The new financing contingency provisions appear to provide a stark choice for buyers and sellers.
Paragraph 3 of the Financing and Appraisal Continency Addendum is titled, “Financing Contingency with Automatic Extension.” Paragraph 4 of the Contingency Addendum is titled, “Financing Contingency with Automatic Expiration.” To the lay observer, this is a choice of polar opposites.
While there is much to address with the new Contingency Addenda released by NVAR on July 1, 2019, this writing will reveal the illusion of the perceived contrast between the two choices.
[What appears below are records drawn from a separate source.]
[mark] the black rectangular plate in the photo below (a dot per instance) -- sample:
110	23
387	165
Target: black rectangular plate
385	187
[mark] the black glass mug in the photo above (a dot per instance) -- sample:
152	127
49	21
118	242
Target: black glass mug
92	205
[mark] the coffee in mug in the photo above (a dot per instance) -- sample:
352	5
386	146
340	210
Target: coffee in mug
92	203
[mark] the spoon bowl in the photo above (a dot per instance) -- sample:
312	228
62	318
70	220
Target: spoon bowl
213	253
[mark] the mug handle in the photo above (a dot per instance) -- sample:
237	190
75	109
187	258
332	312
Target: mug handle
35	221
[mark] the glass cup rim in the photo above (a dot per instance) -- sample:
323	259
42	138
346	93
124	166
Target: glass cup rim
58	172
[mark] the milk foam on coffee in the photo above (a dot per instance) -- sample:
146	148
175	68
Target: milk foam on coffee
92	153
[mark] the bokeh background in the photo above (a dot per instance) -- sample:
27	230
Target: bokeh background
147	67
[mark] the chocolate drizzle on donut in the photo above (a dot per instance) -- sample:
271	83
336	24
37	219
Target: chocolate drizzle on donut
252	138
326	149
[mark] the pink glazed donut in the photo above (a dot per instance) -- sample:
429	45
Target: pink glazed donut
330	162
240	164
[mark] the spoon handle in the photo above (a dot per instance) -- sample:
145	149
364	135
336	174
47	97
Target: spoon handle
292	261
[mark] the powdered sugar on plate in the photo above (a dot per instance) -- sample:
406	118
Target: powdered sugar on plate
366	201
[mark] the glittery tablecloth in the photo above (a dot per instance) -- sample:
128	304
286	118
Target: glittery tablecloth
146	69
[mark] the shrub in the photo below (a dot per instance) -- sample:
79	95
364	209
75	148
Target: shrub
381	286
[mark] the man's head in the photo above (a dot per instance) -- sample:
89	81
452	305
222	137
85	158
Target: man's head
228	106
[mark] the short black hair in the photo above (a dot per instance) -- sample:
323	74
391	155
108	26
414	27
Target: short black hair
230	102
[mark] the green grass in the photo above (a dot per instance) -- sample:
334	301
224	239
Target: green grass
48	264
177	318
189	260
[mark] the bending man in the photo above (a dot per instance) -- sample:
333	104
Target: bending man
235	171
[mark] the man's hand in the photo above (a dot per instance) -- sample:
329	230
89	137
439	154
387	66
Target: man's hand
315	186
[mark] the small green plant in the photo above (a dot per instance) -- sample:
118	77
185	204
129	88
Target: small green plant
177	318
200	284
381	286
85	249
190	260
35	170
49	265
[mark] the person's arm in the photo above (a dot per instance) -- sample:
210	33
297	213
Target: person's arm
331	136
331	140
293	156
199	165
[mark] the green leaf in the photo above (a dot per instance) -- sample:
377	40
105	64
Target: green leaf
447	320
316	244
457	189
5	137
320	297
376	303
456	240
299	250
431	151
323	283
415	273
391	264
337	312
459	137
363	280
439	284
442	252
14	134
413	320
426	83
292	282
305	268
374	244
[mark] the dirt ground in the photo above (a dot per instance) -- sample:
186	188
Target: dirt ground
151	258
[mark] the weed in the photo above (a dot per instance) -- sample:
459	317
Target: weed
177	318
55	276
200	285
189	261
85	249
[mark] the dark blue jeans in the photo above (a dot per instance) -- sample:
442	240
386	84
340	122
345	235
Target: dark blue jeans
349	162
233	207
In comparing the options provided in provisions 3 and 4, let’s assume a 21-day contingency for both. Under provision 3, at the time the 21 days expires, the contingency continues, unless and until the seller decides to deliver the 3-day notice to the buyer, at which point the buyer must decide whether to void the contract or not. In the event the seller does not deliver the 3-day notice, the buyer’s financing contingency will continue (“automatic extension”) up to and including Settlement date.
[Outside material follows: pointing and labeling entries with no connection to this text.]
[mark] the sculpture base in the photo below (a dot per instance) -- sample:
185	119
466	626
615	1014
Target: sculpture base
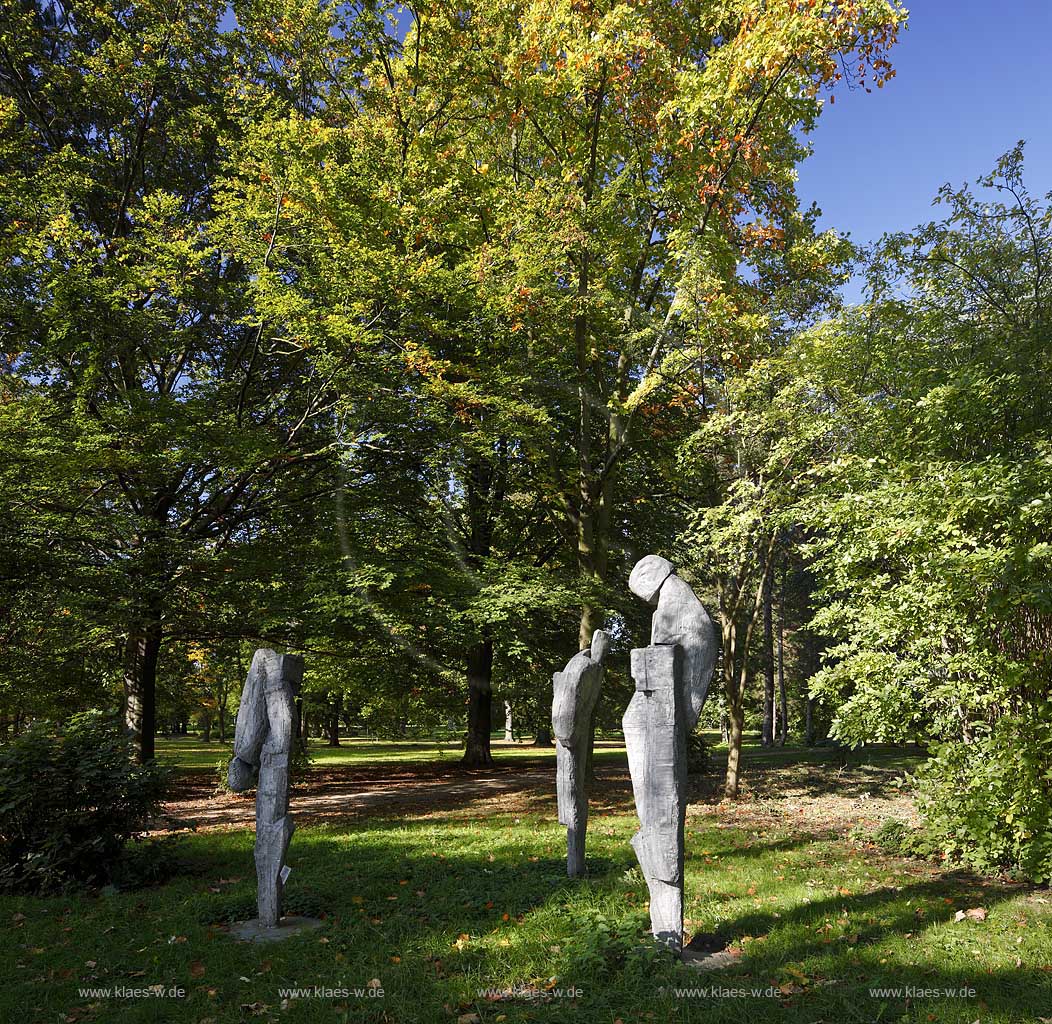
288	926
709	952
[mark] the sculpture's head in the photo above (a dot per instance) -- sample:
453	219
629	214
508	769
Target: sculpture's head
648	576
601	644
240	775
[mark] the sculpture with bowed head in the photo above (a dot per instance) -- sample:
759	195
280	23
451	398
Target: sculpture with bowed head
671	680
572	719
262	750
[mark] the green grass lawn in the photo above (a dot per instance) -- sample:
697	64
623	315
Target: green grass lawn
442	912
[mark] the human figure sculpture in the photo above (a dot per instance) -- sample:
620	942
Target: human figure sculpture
262	750
575	690
671	679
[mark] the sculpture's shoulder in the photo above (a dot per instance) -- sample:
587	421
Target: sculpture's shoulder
679	601
579	664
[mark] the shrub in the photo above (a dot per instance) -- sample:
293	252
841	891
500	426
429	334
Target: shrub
71	798
989	802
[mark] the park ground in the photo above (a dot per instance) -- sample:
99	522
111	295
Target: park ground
444	899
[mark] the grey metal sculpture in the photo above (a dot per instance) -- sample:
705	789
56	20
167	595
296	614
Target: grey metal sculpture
575	690
262	751
671	679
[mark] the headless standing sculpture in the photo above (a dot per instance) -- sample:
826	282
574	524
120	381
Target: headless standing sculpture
671	680
263	745
572	719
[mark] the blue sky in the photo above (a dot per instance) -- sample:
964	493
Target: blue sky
973	78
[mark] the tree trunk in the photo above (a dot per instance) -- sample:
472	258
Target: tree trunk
783	701
767	731
334	721
140	687
480	707
735	727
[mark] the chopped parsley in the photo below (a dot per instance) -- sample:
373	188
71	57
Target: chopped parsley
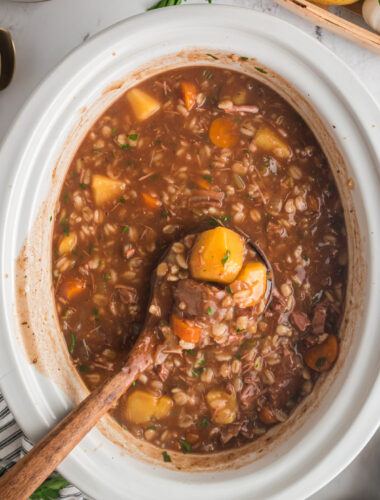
261	70
213	222
72	345
186	447
320	362
166	456
226	257
50	488
205	421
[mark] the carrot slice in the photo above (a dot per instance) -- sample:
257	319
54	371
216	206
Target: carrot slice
189	93
321	357
71	288
223	132
266	415
184	330
151	201
202	183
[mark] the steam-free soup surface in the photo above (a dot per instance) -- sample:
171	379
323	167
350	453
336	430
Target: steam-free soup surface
184	150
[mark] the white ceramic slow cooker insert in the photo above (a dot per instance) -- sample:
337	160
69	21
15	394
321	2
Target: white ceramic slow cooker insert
332	426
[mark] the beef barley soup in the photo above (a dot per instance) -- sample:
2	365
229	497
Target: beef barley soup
190	149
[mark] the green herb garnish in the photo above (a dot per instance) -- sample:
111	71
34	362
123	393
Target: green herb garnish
72	345
186	447
50	488
167	457
226	257
213	222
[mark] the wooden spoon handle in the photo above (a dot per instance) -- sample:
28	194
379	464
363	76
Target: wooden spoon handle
25	477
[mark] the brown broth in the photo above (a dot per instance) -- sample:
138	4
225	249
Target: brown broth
271	181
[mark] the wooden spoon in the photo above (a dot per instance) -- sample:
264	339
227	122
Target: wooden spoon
25	477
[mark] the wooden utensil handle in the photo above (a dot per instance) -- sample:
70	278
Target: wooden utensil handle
25	477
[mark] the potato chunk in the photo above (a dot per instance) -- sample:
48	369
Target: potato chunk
71	288
143	104
68	243
142	406
106	189
222	405
217	255
267	140
255	275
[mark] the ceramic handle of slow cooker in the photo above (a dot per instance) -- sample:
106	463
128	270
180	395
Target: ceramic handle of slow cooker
25	477
7	58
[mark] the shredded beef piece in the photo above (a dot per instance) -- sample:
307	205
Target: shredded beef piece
198	297
300	319
319	318
127	294
288	378
275	230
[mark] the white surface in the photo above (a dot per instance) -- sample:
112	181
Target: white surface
45	32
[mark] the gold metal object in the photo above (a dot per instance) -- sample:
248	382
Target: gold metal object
7	58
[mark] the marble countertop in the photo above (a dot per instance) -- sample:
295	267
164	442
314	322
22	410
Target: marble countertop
45	32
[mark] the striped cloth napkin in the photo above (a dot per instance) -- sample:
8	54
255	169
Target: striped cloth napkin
14	445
Whereas, under provision 4, at the time the 21 days expires, the buyer’s contingency terminates (“automatic expiration”). The seller, therefore, has no decision about whether to deliver the 3-day notice to the buyer as the buyer no longer has a financing contingency. Consequently, if the buyer does not perform at closing, the buyer will be in default.
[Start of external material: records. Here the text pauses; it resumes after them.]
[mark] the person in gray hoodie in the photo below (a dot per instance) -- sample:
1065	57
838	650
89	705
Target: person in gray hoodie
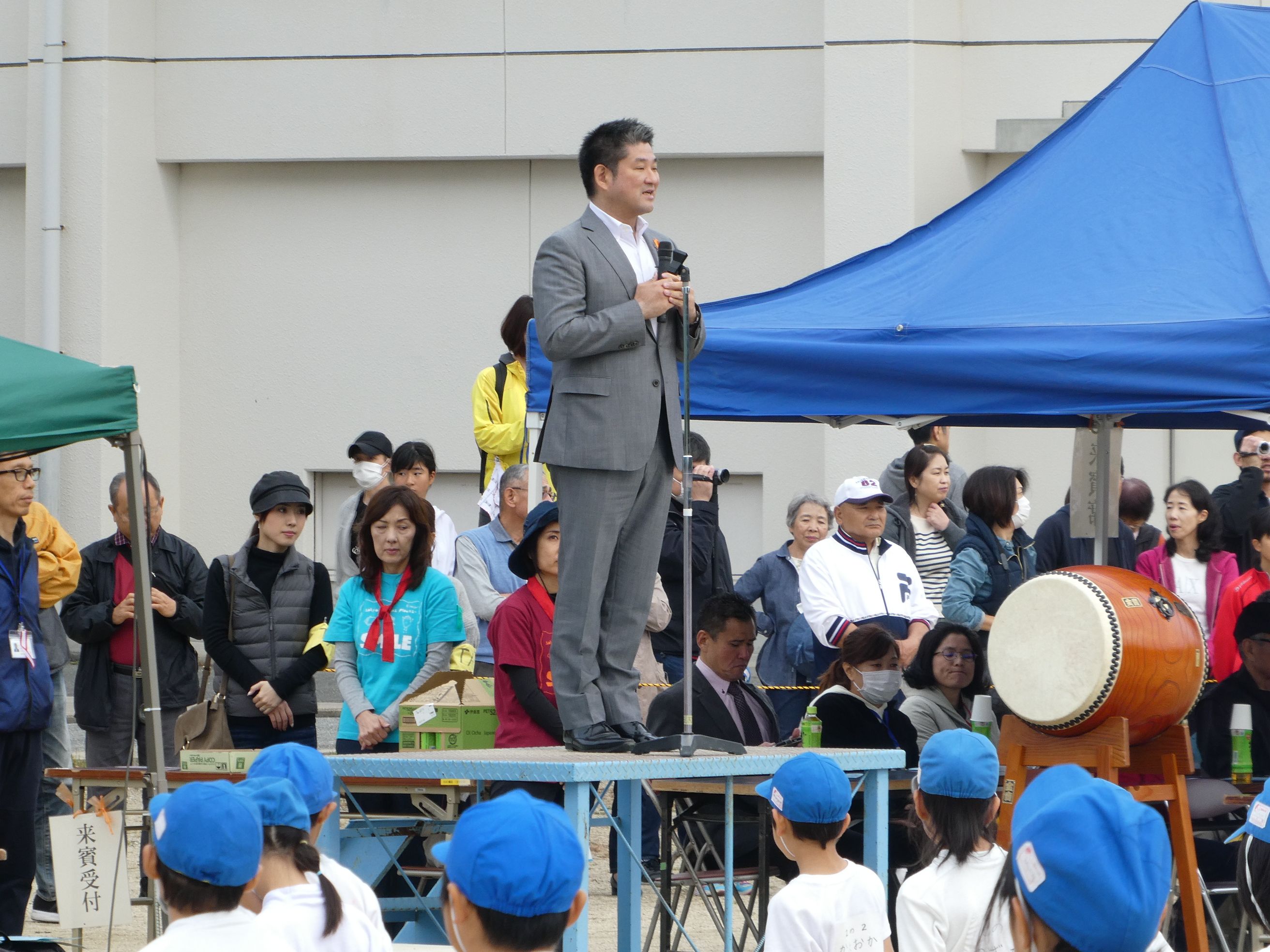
940	684
893	476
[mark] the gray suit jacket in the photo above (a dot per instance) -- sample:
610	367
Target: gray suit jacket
611	379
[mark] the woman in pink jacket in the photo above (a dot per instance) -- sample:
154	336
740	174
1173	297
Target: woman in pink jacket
1189	562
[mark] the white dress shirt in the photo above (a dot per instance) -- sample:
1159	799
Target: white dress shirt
634	247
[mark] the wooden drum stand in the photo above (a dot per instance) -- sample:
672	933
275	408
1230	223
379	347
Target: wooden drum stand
1106	752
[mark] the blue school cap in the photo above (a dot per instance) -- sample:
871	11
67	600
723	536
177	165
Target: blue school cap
515	855
305	767
1090	861
1258	823
959	763
277	800
209	832
809	788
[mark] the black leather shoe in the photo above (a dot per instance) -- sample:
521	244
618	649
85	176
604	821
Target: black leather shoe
635	730
596	739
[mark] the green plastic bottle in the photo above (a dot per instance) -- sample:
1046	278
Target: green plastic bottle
811	729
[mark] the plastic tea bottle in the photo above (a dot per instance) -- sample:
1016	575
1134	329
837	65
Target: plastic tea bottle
1241	744
981	715
811	729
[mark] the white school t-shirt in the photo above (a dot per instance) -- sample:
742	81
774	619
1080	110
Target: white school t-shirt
353	890
1191	578
216	932
844	910
300	912
941	908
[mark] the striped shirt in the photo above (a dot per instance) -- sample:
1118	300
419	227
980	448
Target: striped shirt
933	558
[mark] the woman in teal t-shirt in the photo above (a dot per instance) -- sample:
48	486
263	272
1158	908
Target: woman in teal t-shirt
394	625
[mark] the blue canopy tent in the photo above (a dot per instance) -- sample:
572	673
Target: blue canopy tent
1118	268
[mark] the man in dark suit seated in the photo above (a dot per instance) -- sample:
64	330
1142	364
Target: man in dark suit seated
728	707
1248	686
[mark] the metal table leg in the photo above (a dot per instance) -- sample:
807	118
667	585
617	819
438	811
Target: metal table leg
877	822
577	805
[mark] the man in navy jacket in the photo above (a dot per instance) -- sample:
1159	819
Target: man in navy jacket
26	692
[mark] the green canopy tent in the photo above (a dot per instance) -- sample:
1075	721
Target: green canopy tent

It still looks like a stark contrast, but as we wave our magic wand, the illusion is revealed.
Under provision 3, even with an open financing contingency, the buyer will be in default if they do not perform on the settlement date. The only way a buyer escapes potential default under provision 3 is if they receive a written rejection letter for the specified financing and deliver it to the seller. In other words, in the absence of a written rejection letter, the buyer is in the exact same position regardless of whether provision 3 or 4 is selected as the financing contingency.
The question becomes, how often do buyers receive written rejection letters? In a word, rarely! Consider all the real estate transactions on which you have been involved as a real estate agent – how many of those transactions fell apart because the buyer got a written rejection letter for the loan? I would humbly suggest that unless you are very unlucky, it is likely less than 5%. In fact, after polling a few area top loan officers, most say that 1% or less would be flat out denied and that it is very rare, especially when agents and borrowers are using a local, reputable lender.
The lifting of the financing contingency illusion should assist buyers, sellers and their agents in navigating and ultimately coming to terms on what otherwise appears to be a choice between polar opposites.